Arcola Theatre, London (****)
Sometimes you just have to go with the flow. Patrick Marmion, erstwhile theatre critic turned play and screen-writer has produced a hugely enjoyable, anarchic, 1970s type anti-capitalist blast for today built around R D Laing, the controversial Scottish psychiatrist.
I should confess a special interest. My father was a psychiatrist. And in later years, on reading Laing’s The Divided Self, practically had his own breakdown, considering his life’s work had been totally wrong.
Marmion has taken Laing’s reputation as a latter-day acid head but undeniable visionary and given us a reminder of his contribution with a trip akin to shaking hands with a re-incarnated Joe Orton and the late, much lamented Snoo Wilson – crazed, surreal and often very funny. Was he angel or devil?
On a fictional day in the life of Kingsley Hall, the unit Laing created in East London, we go back and forth in time, alongside alter egos, figments of Laing’s fevered imagination, fantasies and dreams with Alan Cox’s charismatic, yogic Laing keeping the powers of reaction just about at bay and encouraging the distressed to live out their pain. Reacting against medicalisation, stressing the authentic behaviour of the mentally ill, schizophrenia particularly for Laing, was not a medical condition but a coping mechanism for those `finding it hard to cope with what is in front of them’.
But maybe the guru did protest too much, Marmion seems wittily to be saying.

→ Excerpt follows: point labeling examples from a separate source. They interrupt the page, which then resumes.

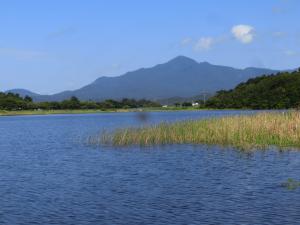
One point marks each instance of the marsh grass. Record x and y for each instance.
(281, 129)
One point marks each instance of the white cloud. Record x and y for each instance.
(290, 53)
(21, 54)
(186, 41)
(204, 43)
(243, 33)
(279, 34)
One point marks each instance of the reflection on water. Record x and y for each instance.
(49, 176)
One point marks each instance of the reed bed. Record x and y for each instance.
(281, 129)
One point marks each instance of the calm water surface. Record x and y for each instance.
(49, 175)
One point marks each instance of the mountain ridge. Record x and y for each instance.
(180, 76)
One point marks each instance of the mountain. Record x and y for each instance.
(180, 76)
(280, 91)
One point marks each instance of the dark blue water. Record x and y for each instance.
(49, 175)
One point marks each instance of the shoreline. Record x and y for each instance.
(94, 111)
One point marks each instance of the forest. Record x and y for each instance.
(276, 91)
(11, 101)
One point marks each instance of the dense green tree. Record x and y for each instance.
(279, 91)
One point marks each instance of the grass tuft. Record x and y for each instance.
(281, 129)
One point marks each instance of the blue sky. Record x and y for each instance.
(54, 45)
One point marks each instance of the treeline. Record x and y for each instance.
(279, 91)
(11, 101)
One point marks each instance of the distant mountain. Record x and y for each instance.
(180, 76)
(280, 91)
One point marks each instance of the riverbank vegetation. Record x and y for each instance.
(261, 130)
(14, 102)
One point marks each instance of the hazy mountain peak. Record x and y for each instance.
(181, 76)
(179, 60)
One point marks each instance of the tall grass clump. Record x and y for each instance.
(281, 129)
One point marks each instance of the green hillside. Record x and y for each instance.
(279, 91)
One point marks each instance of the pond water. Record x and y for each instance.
(50, 175)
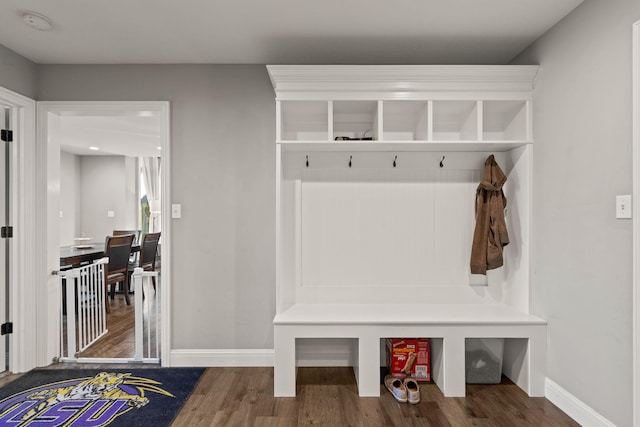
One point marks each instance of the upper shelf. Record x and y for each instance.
(404, 121)
(434, 106)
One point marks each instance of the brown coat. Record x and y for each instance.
(490, 234)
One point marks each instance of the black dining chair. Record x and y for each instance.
(118, 250)
(148, 252)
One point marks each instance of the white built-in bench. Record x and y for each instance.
(448, 325)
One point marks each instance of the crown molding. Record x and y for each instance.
(398, 81)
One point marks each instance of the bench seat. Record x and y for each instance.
(448, 325)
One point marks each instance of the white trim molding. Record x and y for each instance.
(398, 81)
(574, 407)
(23, 212)
(222, 358)
(636, 223)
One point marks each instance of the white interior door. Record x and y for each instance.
(53, 287)
(5, 155)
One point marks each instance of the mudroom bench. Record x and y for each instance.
(448, 325)
(377, 168)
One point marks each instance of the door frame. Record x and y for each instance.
(636, 222)
(23, 278)
(49, 326)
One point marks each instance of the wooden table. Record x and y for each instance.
(72, 255)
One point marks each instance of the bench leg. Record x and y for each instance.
(453, 365)
(284, 368)
(368, 369)
(537, 362)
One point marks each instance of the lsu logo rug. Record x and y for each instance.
(87, 402)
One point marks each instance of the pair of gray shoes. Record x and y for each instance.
(406, 390)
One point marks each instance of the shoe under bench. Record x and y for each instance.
(447, 325)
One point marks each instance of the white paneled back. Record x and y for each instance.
(387, 228)
(374, 232)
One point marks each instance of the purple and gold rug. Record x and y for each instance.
(96, 398)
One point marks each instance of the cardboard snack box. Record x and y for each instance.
(409, 357)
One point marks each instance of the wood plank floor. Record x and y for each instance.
(329, 397)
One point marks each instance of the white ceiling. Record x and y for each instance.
(126, 133)
(262, 32)
(279, 31)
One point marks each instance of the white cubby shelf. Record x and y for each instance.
(376, 172)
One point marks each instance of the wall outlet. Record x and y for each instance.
(623, 206)
(176, 210)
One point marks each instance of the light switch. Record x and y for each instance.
(623, 206)
(176, 210)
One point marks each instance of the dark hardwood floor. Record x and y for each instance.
(325, 396)
(329, 397)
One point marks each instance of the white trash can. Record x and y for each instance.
(483, 360)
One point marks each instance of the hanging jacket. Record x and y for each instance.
(490, 234)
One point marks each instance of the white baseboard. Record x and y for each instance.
(574, 407)
(221, 358)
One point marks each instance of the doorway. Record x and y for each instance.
(97, 153)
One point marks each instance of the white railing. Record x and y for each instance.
(147, 316)
(86, 318)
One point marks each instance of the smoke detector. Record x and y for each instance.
(37, 21)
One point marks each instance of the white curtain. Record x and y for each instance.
(151, 173)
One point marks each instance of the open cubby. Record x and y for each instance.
(355, 119)
(455, 120)
(504, 120)
(304, 121)
(405, 120)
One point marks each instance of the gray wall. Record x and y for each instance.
(582, 264)
(104, 187)
(223, 174)
(69, 198)
(17, 73)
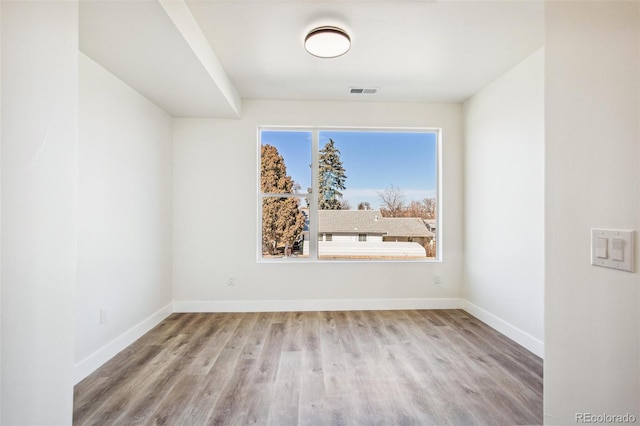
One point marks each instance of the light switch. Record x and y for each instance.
(613, 248)
(601, 247)
(617, 249)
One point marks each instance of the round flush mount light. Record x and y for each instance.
(327, 42)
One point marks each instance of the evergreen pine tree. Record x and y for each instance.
(331, 178)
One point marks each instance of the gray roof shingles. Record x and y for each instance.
(371, 222)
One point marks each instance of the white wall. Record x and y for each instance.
(592, 154)
(39, 209)
(124, 222)
(504, 203)
(215, 207)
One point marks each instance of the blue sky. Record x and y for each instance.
(373, 161)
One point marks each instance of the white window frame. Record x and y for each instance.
(314, 236)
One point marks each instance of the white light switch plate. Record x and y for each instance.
(619, 253)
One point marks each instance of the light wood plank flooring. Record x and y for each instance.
(409, 367)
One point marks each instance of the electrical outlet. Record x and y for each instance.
(104, 315)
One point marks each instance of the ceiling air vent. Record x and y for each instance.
(363, 91)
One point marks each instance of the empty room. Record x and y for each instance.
(239, 212)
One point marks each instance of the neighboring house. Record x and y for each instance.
(366, 233)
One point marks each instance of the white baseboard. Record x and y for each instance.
(88, 365)
(528, 341)
(315, 305)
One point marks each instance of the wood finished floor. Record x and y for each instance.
(409, 367)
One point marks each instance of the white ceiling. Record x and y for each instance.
(199, 57)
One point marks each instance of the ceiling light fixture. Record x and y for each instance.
(327, 42)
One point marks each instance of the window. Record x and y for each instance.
(348, 194)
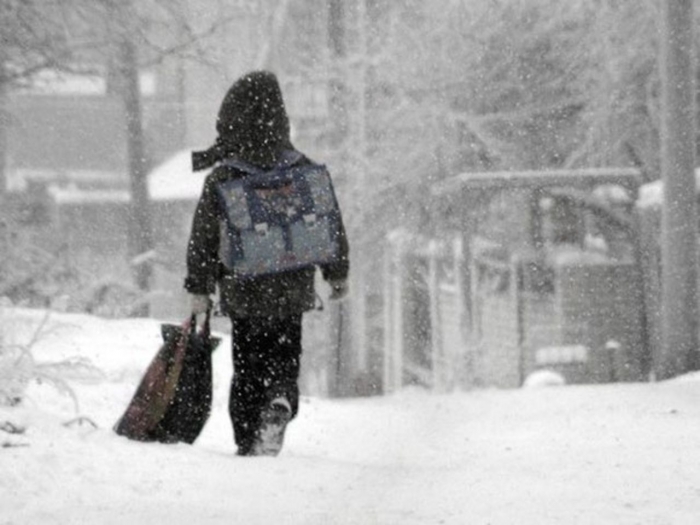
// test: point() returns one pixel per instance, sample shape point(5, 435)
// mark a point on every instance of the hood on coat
point(252, 124)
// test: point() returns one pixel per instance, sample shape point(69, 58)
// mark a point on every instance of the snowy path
point(596, 454)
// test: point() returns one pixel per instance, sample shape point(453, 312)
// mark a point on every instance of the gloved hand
point(199, 304)
point(339, 289)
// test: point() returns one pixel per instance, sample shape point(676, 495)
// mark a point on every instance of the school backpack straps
point(277, 220)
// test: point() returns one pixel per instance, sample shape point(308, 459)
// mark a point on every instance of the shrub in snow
point(18, 368)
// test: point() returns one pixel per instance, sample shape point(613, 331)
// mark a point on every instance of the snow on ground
point(562, 455)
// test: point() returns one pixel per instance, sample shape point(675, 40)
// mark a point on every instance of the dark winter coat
point(253, 126)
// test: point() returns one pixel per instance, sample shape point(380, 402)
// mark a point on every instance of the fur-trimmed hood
point(252, 124)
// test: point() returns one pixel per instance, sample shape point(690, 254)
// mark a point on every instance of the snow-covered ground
point(588, 454)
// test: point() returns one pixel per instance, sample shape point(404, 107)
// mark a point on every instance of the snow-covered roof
point(175, 180)
point(651, 195)
point(72, 194)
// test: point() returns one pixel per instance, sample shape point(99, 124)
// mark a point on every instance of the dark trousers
point(266, 357)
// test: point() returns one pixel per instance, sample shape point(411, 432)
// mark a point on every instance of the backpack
point(283, 219)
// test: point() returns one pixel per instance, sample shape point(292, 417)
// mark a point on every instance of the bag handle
point(206, 325)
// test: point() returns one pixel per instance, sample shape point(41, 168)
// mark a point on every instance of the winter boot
point(274, 419)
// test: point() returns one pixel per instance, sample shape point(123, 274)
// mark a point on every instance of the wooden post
point(679, 227)
point(140, 232)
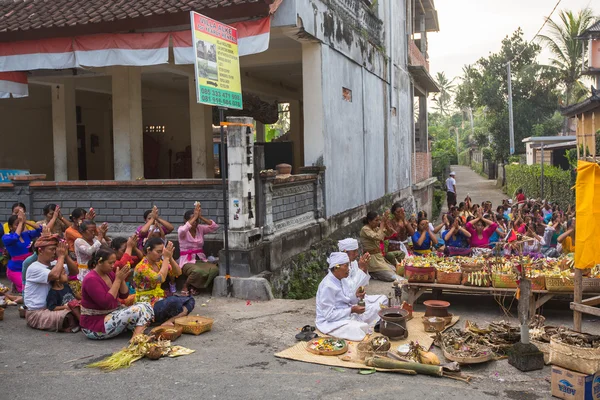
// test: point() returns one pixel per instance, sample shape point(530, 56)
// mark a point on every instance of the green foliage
point(463, 158)
point(557, 182)
point(535, 98)
point(560, 39)
point(488, 154)
point(438, 199)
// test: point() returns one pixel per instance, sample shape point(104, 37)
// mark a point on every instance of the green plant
point(438, 199)
point(557, 182)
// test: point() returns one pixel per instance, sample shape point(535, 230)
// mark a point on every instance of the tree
point(443, 101)
point(567, 50)
point(535, 100)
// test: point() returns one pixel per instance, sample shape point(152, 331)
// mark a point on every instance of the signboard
point(217, 65)
point(5, 173)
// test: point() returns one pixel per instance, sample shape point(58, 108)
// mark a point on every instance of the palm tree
point(444, 99)
point(566, 49)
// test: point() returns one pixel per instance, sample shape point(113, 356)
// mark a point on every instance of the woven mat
point(416, 333)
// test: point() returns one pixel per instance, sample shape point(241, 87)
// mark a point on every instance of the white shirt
point(37, 285)
point(355, 279)
point(333, 305)
point(450, 184)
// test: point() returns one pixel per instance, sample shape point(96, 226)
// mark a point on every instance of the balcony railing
point(361, 16)
point(415, 57)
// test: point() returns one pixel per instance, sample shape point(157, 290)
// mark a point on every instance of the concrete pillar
point(296, 135)
point(423, 136)
point(64, 131)
point(201, 135)
point(127, 123)
point(260, 132)
point(312, 87)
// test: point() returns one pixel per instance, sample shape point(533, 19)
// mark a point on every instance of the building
point(103, 95)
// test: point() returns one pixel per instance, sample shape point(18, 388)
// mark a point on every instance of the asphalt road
point(235, 360)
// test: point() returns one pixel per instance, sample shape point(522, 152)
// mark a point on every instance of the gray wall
point(291, 200)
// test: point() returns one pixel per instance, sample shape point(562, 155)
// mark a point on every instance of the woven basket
point(400, 269)
point(544, 348)
point(591, 285)
point(449, 278)
point(486, 281)
point(424, 275)
point(365, 351)
point(504, 281)
point(586, 361)
point(554, 284)
point(194, 325)
point(538, 283)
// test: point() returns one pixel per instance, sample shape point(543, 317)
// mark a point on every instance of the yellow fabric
point(587, 230)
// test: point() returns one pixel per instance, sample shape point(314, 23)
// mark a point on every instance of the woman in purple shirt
point(17, 243)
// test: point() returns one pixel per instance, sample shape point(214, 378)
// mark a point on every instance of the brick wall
point(292, 199)
point(421, 166)
point(121, 204)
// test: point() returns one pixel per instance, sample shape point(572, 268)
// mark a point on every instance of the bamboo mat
point(416, 333)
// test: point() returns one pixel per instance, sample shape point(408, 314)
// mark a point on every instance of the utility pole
point(511, 131)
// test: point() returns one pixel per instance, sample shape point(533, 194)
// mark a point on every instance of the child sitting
point(61, 297)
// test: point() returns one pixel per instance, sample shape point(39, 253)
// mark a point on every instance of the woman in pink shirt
point(480, 235)
point(192, 259)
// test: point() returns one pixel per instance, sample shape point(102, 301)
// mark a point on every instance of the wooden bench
point(538, 297)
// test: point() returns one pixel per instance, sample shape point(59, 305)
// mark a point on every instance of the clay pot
point(436, 308)
point(393, 323)
point(283, 169)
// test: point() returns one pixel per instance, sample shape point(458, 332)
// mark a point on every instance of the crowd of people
point(72, 276)
point(517, 226)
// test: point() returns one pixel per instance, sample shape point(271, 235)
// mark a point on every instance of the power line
point(539, 30)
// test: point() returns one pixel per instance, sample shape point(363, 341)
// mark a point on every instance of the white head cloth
point(348, 244)
point(338, 258)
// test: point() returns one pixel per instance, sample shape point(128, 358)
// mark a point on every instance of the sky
point(471, 29)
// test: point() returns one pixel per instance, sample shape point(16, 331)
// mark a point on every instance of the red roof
point(24, 15)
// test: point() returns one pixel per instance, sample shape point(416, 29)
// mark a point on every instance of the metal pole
point(511, 131)
point(542, 150)
point(223, 167)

Through this recreated whirling madhouse of self-delusion, Marmion shows the circus-master himself in schizophrenic meltdown, seduced by celebrity, assailed by outraged locals, inner and family demons and ultimately faced by his divided self showing him how if he’d played the establishment game, he might have become a pillar of the establishment.
As it is, in a wild, unbridled and wonderfully lubricious speech by fellow psychiatric rebel, South African David Cooper, Cooper and Laing stare into a future in which both will die comparatively young and the medical sedation to which the mentally ill are subjected is harnessed as a brilliant metaphor for today’s zombified consumerist, mobile phone addicted world.
`Blessed are the losers,’ invokes Laing with some irony and pathos. Long live the resisters.
The Divided Laing (Or The Two Ronnies) runs at the Arcola Theatre to Dec 12, 2015
The Divided Laing is produced by Cabinet of Cynics and Stepping Out Theatre in association with the Arcola Theatre.